それとも、拒絶したい現実のせいだろうか?


「帰りたい、嫌だよ……こんなの」

 現実を瞳に映したくない、でも目を伏せれば見えてくる。

 紅に犯される自分。
そして犯されてるにもかかわらず、喘ぎ、快感に顔を歪める自分の姿。

 認めたくない自分の姿、みたくない自分の姿。

 目を開けても、伏せても、閉ざしても、何からも逃げられない。

「自己嫌悪なんてしたら、彼らの思う壺よ?」

 ベッドに沈む流李に呑気な声が届いた。

 その声はあの二人のような低い声ではなく、高く、透き通るような美声。

「彼らは君みたいに自己嫌悪する子が好きだから。
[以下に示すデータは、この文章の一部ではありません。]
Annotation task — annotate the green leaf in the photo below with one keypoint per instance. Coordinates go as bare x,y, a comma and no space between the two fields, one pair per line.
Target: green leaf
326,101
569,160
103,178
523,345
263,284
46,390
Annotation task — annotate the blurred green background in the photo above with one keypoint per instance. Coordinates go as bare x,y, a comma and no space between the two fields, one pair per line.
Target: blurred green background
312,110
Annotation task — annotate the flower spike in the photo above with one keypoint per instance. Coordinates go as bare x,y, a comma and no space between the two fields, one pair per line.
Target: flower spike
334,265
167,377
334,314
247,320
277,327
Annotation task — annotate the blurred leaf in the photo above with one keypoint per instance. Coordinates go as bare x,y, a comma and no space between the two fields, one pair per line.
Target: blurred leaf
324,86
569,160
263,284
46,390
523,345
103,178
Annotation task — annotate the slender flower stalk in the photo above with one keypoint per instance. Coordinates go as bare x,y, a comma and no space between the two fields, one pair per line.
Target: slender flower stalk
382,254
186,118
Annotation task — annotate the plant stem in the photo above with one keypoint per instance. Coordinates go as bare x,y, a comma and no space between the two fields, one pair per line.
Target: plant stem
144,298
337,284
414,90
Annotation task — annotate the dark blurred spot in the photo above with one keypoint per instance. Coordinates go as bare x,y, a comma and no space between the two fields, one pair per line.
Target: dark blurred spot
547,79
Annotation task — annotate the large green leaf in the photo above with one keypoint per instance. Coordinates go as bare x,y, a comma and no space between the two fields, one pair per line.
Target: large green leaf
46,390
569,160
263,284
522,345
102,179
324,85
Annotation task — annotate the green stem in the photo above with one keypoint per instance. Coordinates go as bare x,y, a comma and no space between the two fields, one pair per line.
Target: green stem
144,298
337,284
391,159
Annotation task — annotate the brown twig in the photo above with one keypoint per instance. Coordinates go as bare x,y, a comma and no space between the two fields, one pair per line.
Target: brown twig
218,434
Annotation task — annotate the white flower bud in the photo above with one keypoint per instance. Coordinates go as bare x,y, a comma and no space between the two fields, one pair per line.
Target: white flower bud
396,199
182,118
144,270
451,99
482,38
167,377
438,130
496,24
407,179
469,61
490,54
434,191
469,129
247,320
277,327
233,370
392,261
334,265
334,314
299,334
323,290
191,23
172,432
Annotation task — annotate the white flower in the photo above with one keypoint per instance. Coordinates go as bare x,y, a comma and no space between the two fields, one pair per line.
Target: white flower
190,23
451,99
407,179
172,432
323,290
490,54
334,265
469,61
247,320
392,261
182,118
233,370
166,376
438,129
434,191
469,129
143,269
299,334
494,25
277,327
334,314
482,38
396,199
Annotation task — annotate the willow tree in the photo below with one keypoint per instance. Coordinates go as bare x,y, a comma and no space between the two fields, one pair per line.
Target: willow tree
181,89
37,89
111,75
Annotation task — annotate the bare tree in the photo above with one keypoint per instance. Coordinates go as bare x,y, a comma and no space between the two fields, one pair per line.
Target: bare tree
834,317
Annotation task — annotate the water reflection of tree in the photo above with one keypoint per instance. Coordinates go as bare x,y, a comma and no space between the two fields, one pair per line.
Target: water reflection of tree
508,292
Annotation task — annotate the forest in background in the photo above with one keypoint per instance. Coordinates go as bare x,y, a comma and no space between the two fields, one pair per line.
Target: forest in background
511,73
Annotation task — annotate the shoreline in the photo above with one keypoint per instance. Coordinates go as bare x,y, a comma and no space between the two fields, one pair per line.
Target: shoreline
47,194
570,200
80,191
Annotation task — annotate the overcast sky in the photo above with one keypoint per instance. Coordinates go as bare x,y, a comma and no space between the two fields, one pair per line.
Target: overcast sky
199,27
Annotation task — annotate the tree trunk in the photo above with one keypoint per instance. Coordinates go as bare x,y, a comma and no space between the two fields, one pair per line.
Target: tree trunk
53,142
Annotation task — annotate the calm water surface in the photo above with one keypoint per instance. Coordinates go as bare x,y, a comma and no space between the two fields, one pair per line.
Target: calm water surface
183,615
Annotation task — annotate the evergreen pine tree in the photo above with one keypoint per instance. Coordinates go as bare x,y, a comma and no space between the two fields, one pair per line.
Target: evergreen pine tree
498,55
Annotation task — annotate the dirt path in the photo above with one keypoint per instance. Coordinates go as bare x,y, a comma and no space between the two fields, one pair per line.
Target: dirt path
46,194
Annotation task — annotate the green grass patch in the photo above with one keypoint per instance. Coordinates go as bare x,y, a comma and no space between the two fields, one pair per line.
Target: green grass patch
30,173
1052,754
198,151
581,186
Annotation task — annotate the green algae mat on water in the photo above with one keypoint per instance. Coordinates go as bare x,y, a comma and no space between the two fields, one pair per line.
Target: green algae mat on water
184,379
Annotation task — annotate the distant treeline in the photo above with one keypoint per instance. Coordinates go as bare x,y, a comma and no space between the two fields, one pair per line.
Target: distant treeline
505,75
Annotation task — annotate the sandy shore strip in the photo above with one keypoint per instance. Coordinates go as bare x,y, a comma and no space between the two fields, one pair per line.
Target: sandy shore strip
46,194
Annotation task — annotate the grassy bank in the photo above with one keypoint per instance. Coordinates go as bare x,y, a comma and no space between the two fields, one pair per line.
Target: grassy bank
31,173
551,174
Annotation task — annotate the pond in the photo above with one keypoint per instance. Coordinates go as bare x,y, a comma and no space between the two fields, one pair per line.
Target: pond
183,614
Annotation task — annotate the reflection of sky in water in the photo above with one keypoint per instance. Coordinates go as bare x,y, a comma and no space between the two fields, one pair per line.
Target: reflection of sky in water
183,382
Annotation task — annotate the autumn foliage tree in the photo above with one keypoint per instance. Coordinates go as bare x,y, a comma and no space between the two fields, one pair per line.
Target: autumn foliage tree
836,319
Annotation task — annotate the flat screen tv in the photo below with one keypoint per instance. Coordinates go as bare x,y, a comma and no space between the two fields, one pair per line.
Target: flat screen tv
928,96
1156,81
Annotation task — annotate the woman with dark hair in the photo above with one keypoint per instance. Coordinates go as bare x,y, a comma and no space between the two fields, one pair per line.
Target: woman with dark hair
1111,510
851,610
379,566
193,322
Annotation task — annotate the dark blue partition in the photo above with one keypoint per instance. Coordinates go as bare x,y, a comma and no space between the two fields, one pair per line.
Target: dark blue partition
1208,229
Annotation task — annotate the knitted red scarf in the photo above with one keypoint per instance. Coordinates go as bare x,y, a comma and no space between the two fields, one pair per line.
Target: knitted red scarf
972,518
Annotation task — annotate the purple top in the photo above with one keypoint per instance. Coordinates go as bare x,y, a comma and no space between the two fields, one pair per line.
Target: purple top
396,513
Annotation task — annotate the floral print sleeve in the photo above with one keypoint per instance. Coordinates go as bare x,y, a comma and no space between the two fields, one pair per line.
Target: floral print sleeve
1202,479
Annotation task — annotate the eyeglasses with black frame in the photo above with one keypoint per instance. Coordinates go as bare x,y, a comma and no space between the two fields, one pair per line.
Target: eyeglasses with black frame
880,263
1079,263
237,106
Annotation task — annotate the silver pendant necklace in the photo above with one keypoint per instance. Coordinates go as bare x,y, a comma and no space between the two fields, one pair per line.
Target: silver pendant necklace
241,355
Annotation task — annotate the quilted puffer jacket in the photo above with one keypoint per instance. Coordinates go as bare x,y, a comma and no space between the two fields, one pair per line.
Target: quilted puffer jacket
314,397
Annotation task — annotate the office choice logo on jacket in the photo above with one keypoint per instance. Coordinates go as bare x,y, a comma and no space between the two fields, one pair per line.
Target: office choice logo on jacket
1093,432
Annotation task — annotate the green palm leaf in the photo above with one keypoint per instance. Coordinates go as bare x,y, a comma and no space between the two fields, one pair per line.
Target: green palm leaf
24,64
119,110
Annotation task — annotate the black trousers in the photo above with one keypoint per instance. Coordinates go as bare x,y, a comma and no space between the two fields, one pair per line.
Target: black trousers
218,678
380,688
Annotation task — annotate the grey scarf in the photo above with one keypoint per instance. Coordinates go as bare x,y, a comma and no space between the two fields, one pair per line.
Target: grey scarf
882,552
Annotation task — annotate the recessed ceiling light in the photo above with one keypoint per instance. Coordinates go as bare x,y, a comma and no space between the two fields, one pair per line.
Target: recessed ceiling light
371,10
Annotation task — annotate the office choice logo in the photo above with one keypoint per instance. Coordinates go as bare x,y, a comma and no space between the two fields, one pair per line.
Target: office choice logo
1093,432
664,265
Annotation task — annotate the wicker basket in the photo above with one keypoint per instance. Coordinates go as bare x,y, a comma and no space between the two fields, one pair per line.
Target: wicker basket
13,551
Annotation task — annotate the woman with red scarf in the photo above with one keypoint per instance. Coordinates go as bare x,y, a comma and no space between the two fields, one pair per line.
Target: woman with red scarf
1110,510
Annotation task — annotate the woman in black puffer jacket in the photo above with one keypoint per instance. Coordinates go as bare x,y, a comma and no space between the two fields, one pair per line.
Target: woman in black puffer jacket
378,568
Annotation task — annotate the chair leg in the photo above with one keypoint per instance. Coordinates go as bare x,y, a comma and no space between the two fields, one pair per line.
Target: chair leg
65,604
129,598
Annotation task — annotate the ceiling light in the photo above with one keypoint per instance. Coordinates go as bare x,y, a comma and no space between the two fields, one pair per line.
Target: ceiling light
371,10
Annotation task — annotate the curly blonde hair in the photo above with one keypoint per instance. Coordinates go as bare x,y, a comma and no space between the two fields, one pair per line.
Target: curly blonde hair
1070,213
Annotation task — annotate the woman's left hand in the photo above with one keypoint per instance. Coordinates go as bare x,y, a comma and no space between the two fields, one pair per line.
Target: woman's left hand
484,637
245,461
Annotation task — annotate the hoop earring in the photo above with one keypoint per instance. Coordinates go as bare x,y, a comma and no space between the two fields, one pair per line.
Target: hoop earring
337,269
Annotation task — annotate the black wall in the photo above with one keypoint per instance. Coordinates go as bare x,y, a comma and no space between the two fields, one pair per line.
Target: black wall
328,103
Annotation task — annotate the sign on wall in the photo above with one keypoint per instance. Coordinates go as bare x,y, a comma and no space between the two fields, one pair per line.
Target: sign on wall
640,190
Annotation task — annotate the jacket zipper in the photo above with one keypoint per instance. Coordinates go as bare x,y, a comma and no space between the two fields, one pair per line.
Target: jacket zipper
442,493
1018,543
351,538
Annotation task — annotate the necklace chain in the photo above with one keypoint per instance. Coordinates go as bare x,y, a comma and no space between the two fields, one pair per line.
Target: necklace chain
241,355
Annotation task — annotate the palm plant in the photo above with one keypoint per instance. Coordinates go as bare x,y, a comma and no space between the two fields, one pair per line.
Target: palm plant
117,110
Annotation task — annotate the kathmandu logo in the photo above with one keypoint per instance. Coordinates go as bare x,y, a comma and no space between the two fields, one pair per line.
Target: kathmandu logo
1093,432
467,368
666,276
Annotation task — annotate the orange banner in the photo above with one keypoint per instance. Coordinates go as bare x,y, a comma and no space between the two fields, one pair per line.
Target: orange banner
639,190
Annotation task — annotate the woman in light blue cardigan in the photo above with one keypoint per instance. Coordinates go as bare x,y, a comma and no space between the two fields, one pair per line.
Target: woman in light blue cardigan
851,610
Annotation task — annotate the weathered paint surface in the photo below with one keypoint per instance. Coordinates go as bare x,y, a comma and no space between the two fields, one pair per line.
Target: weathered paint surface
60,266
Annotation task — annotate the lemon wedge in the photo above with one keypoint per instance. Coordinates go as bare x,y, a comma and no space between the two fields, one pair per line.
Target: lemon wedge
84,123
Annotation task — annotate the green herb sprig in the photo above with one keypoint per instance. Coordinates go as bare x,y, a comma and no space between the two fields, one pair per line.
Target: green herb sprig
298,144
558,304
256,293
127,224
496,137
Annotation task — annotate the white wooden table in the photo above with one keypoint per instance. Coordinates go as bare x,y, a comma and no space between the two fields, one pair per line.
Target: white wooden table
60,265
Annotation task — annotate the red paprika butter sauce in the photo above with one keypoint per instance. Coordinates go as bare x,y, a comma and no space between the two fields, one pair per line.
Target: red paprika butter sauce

もっと考え方を変えるの」

 淡々とした口調で話す彼女に流李はそのままの体制を崩さずに目をやる。

「あいつら以外にも人がいたんだ」

 綺麗に巻かれた髪を肩から胸に垂らし、流李のドレスのような服とまったく同じ作りで色違いの服を着る女の子が、正面の青いベッドに腰かけていた。

「わたしは蒼穹様の駒で君は紅様の駒」

 ほころびながら言う彼女に、流李は疑問符を浮かべて首を傾げる。

「え……?」

 聞き返すと彼女はぽかんとした表情を浮かべ、やがて無表情になった。

「彼らが監禁ゲームと呼ぶわたしたちが強制参加させられているこのゲームの歴史は古いの」

 彼ら、とは紅と蒼穹のことだろうか。

いや、話の内容からしてそう解釈するしかない。